Children suffer around the world of verbal, physical and sexual abuse plus neglect. Then there are in countries who practice child-labor and child-marriages. We instinctively compassion for those children. But too often we forget those children often grow into angry, defensive, controlling, depressed, anxious or addicted adults. Some have the privilege and resources to access therapy or some other healing experience. Others are merely and tragically doing their best.
Some may find solace in reading books such as the compassion researcher, Kristin Neff’s book Self-Compassion: Stop Beating Yourself Up and Leave Insecurity Behind. She suggests we practice the ability to think and act kindly towards ourselves. However, for some of us the idea of self-compassion may be difficult. To sit still with empathy while in our emotional pain may seem impossible.
Neff proposes that how we attempt to boost self-esteem, as described above, can indeed become problematic. She points out that if we use comparisons to boost our worth, self-esteem becomes a competitive race. We then are repeatedly attempting to be and do one better than others. And when we do not find ourselves at the top, we view ourselves as less-than and unworthy.

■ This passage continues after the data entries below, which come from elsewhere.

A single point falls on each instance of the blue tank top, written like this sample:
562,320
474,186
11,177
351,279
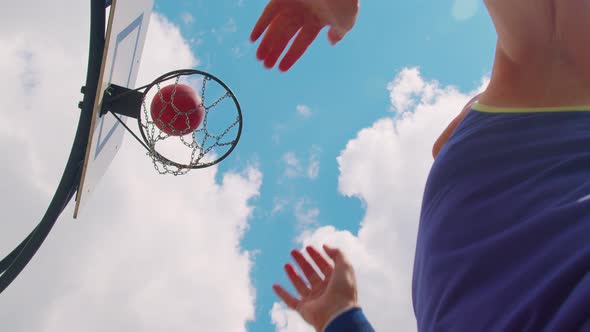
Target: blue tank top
504,236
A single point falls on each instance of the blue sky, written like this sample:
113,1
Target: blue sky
336,150
344,87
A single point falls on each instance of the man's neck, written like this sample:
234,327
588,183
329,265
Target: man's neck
551,81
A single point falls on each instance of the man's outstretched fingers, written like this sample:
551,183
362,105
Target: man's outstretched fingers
287,28
308,270
320,261
289,299
305,37
270,11
296,280
335,254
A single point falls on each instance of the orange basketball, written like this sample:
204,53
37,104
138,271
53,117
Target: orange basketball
176,110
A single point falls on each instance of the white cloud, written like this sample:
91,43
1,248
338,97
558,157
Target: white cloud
385,166
464,9
306,213
149,252
303,111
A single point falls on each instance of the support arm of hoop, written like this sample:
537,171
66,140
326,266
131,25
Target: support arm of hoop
16,261
121,100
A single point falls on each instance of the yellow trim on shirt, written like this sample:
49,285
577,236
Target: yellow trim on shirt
492,109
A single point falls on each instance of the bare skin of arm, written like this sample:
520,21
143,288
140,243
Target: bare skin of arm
543,53
542,57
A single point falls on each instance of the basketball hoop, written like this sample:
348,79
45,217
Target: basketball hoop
175,151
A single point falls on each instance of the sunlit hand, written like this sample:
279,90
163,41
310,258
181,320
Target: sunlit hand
321,298
282,19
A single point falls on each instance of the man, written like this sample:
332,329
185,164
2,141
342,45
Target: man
504,236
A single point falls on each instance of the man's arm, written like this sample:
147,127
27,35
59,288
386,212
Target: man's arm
352,320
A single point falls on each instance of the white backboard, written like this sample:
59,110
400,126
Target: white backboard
125,36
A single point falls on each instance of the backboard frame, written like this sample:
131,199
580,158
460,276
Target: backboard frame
124,40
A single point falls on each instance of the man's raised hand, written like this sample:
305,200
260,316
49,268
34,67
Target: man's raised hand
284,19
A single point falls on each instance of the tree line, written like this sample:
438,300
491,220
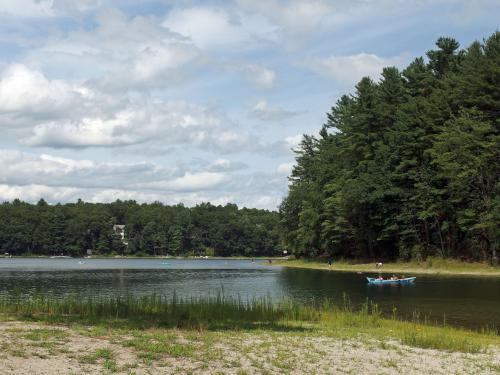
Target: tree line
78,229
407,166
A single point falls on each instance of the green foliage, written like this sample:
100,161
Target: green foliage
150,229
406,167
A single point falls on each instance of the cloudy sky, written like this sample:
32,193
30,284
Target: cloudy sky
191,101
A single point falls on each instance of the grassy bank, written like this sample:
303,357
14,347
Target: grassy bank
434,266
230,335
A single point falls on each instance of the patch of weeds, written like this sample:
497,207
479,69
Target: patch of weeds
391,363
153,347
110,365
44,334
441,341
92,358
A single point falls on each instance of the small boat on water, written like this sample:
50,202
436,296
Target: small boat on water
406,280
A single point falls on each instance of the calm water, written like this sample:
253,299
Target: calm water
469,302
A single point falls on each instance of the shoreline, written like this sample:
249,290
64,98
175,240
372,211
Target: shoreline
447,268
54,349
156,336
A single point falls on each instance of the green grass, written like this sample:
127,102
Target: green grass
202,316
429,266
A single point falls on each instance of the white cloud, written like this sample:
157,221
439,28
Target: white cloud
294,140
26,8
206,27
266,112
19,168
122,54
26,91
189,182
285,169
261,77
59,179
349,70
293,19
56,114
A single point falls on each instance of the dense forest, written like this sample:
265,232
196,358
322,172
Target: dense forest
405,167
150,229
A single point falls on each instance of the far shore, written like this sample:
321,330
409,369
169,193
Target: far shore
432,266
259,258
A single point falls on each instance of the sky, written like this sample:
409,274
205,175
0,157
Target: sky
192,101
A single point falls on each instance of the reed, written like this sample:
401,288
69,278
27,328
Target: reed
220,312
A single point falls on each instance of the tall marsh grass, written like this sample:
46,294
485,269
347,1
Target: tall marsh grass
220,312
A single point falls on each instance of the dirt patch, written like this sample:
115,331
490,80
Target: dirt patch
43,349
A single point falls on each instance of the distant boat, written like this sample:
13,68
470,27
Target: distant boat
407,280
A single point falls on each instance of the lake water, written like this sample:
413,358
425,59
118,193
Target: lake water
462,301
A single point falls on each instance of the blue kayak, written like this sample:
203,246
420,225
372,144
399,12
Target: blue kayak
407,280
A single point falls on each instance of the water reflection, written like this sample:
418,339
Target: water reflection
471,302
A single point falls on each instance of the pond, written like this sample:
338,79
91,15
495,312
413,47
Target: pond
472,302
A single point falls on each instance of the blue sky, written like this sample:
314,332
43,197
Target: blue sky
191,101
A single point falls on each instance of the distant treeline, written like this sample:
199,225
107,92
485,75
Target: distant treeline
406,167
150,229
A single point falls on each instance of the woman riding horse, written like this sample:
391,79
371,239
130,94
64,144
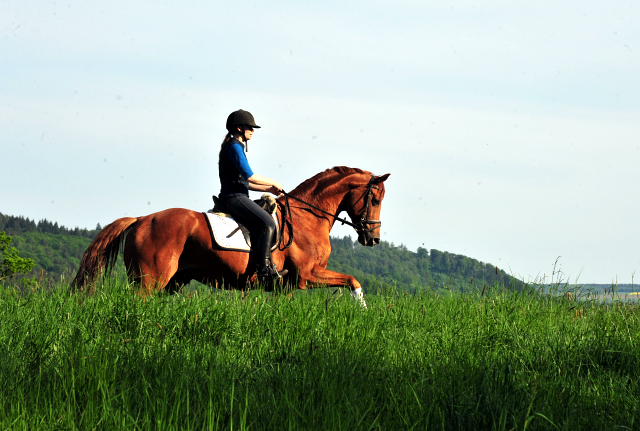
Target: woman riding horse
236,179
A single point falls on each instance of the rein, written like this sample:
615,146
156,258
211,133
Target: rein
359,227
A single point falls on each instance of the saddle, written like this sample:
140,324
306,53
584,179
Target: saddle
228,234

What Self-Compassion Can Do for You
Here is what self-compassion can do for you. It can help you look at yourself and others as merely human. With increased self-compassion comes self-acceptance of our weaknesses, mistakes and personality flaws. Doing so results in increased self-responsibility. We can tell ourselves, “Yes, I made a mistake that hurt others. I will forgive myself and make amends.”
Those with well developed self-compassion embrace their inner critic. They do not fear it. They view the inner-critic with resilience and engage in dialogue with the snarly voice inside.
Deepen your self-compassion by treating yourself like a compassionate, caring and kind parent. Here are some tips to help.
Eight Tips to Deepen Your Self-Compassion
- Protect yourself from others who are not kind, supportive, and compassionate. If you have repeated conflict with a loved one seek therapy yourself and/or go together.
- If you live with someone who abusive, put a strategy in place to leave. Ask for help from a domestic violence shelter.
- Regularly, do something kind and comforting for yourself. Take a bubble bath, nap or eat a bowl of tapioca pudding.
- From a compassion adult part, develop some loving self-talk. Tell yourself, “You are lovable. You can do it. You deserve a rest.”
- Befriend the part of you that is the protector, defender or critic. It helped you survive abuse. Acknowledge that part of you. “Awe, I hear you. In the past you helped me cope. I wasn’t safe. I had no control or choice. I am safe now. I can make choices that nourish me.”
- When you do not want to do something that is ultimately healthy for you, arrange to give yourself a reward after
- Talk about and celebrate your accomplishments and, some days, celebrate that you got out of bed.
His Holiness, The Dalai Lama said, “If you want others to be happy, practice compassion. If you want to be happy, practice compassion.”
What do you do to practice self-compassion?